Their findings were featured on the cover of the Feb. 23 issue of Science Translational Medicine.

The study is a significant development in the fight against infections caused by non-tuberculous mycobacteria, or NTM, which are now more common than tuberculosis in the United States and often attack people who have a weakened immune system or preexisting conditions like chronic obstructive pulmonary disease or cystic fibrosis.

“There are currently very few antibiotics available to treat NTM infections, and some patients fail to respond to any treatment,” said Professor Mary Jackson of CSU’s Department of Microbiology, Immunology and Pathology, one of the lead authors. “The perspective that antimalarial drugs that already have undergone advanced clinical trials may become part of the arsenal of drugs available to fight these infections could have an immediate impact in the clinic.”

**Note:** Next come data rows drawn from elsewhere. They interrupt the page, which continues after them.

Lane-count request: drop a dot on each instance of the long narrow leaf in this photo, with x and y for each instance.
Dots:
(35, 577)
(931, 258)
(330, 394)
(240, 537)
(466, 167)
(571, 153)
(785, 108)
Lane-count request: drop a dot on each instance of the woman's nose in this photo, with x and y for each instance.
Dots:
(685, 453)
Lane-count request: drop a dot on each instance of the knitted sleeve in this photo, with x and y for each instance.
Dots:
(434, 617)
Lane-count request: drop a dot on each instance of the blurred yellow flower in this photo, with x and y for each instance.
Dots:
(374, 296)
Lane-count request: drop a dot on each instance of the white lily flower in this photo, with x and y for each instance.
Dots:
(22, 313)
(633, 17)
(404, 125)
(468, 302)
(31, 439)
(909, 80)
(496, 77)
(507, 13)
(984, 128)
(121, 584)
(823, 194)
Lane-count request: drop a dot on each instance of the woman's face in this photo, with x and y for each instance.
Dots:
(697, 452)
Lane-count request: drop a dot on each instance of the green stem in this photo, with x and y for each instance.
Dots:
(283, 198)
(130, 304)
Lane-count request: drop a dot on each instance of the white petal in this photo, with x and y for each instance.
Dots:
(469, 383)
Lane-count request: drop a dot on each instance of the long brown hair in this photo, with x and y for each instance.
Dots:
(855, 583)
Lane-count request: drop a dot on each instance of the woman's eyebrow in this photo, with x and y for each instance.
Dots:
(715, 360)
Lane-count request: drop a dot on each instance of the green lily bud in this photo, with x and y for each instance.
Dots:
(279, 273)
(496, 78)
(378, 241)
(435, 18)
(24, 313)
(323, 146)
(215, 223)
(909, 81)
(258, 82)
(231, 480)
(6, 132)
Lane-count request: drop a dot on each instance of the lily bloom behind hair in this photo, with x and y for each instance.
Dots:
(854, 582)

The research, which was led by Jackson and lead author Juan Manuel Belardinelli, a research scientist in CSU’s Department of Microbiology, Immunology and Pathology, targeted an NTM known as Mycobacterium abscessus. Few drugs are effective against this mycobacterium, and the ones that are tend to be toxic and cause bad side effects, Jackson said.

Targeting disease’s defense mechanism

Jackson and Belardinelli worked with other members of CSU’s Mycobacteria Research Laboratories to target one of the key defense mechanisms that this mycobacterium deploys to fight off our immune system and antibiotics.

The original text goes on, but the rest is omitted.